The foregoing description is given for clearness of understanding only, and no unnecessary limitations should be understood therefrom, as modifications within the scope of the invention may be apparent to those having ordinary skill in the art.

The dimensions and values disclosed herein are not to be understood as being strictly limited to the exact numerical values recited. Instead, unless otherwise specified, each such dimension is intended to mean both the recited value and a functionally equivalent range surrounding that value. For example, a concentration disclosed as “10 mM” is intended to mean “about 10 mM.”

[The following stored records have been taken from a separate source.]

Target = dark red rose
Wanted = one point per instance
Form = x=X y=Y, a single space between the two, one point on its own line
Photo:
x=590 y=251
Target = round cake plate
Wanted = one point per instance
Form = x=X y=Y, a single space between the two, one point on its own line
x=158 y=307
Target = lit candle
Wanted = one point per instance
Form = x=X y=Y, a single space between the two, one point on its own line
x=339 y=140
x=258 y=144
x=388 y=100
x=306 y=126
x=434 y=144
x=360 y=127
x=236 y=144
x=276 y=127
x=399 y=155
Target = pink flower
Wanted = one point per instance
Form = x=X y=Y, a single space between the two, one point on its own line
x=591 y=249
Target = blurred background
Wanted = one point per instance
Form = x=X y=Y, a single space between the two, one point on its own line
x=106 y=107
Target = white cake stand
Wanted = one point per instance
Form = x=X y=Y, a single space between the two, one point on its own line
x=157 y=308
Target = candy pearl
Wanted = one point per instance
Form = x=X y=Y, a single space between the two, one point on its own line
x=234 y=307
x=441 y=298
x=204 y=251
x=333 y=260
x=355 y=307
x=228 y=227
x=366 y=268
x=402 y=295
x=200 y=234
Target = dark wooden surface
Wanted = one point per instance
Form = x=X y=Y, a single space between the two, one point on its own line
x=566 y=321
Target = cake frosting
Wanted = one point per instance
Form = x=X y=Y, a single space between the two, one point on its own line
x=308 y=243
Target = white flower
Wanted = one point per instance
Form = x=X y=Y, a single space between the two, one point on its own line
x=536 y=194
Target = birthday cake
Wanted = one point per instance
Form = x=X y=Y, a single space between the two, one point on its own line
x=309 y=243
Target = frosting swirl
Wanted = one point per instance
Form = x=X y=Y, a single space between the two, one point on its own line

Every document cited herein, including any cross referenced or related patent or application, is hereby incorporated herein by reference in its entirety unless expressly excluded or otherwise limited. The citation of any document is not an admission that it is prior art with respect to any invention disclosed or claimed herein or that it alone, or in any combination with any other reference or references, teaches, suggests or discloses any such invention. Further, to the extent that any meaning or definition of a term in this document conflicts with any meaning or definition of the same term in a document incorporated by reference, the meaning or definition assigned to that term in this document shall govern.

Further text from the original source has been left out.